On the whole I had a much better time with Injustice that I thought I’d have. Prior to playing the game I’d have said that 2D fighting games belong in the past; now I’m not so sure. But I did still have a few minor niggles.
My trusty Xbox 360 arcade stick, which has stood me in good stead through many iterations of Tekken and Soul Edge, just didn’t seem to do it for Injustice. I’m not sure if it was the way the game mechanics gel or if I’ve just lost my edge when it comes to beat ‘em ups- my reactions not being as quick as they used to be. Also, no matter how hard I tired, I found it absolutely impossible to execute some of the combo moves.
Even using the training mode they just wouldn’t work for me. Again, it could be that I’m just getting on a bit and need a bit more time with the game.
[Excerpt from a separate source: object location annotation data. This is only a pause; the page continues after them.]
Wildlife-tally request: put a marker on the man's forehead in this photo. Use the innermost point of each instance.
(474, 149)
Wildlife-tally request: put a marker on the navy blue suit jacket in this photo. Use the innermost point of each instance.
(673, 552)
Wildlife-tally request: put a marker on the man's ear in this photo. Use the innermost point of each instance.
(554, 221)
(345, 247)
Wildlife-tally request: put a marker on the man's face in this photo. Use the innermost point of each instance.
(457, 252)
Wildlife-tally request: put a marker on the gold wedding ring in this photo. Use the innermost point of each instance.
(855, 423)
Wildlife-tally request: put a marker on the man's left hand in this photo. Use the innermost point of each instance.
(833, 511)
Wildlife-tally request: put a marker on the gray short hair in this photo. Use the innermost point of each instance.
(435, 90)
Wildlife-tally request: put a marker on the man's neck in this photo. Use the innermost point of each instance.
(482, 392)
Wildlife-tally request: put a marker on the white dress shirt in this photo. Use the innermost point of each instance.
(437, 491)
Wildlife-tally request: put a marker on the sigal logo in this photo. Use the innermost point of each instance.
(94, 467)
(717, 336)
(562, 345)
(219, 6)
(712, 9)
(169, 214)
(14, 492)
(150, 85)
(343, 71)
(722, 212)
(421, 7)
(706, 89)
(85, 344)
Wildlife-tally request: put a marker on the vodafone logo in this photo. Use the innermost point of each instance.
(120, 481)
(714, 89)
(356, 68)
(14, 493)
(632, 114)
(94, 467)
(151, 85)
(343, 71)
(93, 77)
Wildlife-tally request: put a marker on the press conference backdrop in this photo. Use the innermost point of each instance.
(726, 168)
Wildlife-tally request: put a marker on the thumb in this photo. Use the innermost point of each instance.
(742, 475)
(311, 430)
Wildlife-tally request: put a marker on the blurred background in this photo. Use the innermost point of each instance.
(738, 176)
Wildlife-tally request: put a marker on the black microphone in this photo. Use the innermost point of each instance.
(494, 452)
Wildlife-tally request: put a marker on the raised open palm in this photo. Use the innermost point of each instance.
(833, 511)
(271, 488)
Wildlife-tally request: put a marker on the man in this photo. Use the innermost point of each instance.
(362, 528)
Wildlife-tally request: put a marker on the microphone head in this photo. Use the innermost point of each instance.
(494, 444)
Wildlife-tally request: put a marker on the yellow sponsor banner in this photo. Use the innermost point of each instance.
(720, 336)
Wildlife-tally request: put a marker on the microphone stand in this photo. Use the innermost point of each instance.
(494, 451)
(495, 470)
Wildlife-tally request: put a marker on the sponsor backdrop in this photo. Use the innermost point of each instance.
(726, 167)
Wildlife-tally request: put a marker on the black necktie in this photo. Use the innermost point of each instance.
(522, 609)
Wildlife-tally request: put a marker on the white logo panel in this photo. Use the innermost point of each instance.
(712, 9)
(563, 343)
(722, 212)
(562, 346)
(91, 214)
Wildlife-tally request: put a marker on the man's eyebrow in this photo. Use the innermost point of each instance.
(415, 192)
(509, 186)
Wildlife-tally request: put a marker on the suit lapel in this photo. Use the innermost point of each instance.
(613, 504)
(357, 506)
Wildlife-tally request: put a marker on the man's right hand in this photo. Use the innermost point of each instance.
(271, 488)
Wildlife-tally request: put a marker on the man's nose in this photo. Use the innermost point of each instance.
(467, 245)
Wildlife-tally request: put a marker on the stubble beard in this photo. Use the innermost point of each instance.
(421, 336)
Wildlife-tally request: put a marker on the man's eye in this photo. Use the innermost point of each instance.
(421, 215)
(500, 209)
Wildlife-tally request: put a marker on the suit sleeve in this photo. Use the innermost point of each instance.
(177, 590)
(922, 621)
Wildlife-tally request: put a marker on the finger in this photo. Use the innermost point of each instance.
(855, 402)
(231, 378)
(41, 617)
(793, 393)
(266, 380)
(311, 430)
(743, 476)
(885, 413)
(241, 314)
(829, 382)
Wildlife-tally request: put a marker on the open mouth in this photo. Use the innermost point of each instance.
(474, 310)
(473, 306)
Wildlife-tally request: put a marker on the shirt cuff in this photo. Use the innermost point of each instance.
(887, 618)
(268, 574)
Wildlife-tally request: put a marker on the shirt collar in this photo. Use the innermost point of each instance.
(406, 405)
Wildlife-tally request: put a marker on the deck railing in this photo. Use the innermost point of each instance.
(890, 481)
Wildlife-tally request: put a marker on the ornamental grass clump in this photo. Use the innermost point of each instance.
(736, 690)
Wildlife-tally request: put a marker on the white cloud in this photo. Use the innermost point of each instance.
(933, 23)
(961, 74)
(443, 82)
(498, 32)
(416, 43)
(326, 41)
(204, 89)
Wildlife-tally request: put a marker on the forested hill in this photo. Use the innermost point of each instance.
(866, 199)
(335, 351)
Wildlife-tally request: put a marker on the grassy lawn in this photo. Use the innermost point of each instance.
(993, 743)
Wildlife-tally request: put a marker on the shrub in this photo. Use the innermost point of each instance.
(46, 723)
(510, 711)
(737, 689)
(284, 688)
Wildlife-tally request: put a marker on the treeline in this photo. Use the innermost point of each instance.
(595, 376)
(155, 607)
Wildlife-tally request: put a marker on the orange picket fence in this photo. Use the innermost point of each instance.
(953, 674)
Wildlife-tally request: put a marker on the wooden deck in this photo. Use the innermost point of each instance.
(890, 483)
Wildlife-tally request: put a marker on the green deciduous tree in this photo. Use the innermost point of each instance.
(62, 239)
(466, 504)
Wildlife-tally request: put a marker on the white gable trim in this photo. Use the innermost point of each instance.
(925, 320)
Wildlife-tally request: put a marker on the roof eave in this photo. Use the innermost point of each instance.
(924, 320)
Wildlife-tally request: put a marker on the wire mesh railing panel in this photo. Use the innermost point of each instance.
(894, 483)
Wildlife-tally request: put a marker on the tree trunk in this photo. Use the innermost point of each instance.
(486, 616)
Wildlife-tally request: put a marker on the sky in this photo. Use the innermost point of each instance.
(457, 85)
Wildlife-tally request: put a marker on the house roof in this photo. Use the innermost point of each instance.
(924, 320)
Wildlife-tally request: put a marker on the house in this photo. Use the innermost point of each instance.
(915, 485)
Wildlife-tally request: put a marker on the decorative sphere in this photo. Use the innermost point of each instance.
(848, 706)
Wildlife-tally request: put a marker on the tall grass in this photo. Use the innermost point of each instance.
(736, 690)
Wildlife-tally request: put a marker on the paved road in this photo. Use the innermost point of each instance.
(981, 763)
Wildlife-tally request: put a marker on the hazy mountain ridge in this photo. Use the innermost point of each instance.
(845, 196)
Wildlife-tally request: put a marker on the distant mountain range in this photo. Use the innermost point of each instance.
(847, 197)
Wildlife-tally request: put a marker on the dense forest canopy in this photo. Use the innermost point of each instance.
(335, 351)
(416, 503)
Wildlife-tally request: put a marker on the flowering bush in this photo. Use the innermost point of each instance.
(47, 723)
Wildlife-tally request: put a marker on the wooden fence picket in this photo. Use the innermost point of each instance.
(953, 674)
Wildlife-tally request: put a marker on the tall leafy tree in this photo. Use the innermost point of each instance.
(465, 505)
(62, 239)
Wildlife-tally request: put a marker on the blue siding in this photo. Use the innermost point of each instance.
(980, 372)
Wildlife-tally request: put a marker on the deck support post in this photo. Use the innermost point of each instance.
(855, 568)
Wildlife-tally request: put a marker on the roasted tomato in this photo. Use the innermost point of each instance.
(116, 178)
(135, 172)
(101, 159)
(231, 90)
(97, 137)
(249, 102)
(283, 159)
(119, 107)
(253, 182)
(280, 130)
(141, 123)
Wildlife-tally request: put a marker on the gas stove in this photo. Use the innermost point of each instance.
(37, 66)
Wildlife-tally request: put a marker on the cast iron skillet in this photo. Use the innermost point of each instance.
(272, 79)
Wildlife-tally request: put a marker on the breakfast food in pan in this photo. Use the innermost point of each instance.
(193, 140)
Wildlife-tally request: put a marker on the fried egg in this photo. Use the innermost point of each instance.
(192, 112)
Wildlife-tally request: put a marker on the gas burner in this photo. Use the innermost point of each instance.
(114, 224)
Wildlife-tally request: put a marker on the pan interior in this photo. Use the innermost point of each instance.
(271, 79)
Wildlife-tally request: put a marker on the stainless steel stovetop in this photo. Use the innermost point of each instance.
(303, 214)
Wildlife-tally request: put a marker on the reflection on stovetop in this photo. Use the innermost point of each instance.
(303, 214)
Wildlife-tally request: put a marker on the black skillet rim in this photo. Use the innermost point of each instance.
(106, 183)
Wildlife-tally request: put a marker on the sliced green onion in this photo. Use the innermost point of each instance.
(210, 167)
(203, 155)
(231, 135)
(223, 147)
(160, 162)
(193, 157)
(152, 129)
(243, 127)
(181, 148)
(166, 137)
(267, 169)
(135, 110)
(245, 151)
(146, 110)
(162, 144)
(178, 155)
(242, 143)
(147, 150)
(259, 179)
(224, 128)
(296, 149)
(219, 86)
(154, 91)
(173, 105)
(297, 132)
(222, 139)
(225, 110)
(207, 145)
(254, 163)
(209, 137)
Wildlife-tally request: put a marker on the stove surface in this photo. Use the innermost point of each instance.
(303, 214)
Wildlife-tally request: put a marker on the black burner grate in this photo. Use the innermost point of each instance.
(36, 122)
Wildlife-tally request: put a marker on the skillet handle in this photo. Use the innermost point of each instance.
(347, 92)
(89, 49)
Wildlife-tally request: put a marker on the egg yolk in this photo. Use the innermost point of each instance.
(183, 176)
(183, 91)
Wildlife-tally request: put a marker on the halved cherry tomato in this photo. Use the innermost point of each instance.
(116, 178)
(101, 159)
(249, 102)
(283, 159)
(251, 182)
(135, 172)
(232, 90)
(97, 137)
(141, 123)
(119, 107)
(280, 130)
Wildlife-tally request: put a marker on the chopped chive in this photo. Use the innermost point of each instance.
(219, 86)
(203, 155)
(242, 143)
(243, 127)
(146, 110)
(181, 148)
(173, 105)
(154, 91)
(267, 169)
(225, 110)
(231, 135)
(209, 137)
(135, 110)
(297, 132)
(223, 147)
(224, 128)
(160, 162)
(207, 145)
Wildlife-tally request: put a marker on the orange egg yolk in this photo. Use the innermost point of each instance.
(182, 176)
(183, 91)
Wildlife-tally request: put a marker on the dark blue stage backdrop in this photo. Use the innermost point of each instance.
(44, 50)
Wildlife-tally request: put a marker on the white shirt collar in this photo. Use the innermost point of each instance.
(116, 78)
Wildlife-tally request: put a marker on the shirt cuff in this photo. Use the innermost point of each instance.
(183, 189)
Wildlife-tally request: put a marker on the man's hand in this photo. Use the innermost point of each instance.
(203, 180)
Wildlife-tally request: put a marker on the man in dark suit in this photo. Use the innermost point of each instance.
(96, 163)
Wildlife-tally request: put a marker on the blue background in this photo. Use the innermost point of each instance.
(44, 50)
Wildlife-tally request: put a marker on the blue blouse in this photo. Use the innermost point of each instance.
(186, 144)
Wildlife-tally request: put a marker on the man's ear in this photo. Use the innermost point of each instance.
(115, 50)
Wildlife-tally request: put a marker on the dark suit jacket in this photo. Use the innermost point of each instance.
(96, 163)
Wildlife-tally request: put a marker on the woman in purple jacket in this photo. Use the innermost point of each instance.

There are already some premium DLC packs available for Injustice offering up new skins and characters. At the moment you can download alternative skins based on Alan Moore and Brian Bolland’s The Killing Joke graphic novel, Mark Millar’s Soviet Superman tale Red Sun and a set from the Teen Titans.
There are four extra playable characters planned for release with Lobo and the Barbara Gordon version of Batgirl out now. Fans can also purchase a season pass which gets them four new characters for the price of three. The extra skins are, curiously, not included in the season pass.
Despite my reservations, and general apathy towards fighting games, I found Injustice a lot of fun to play. I can’t offer a technical opinion on the fighting mechanics, but I can say as a casual player that the game kept me coming back for more.
With its superb fighting action, and refreshingly logical (for a beat ‘em up) plot, Injustice is probably one of the best examples of the genre that I’ve played. The game has a massive amount of replay value. Not only are there many different modes to play, but to truly master the game is going to take some serious dedication, especially if you seriously want to compete online.
Injustice: Gods Among Us is not just a great fighting game, it’s also a great superheroes game, and thus easy to recommend to fans of both.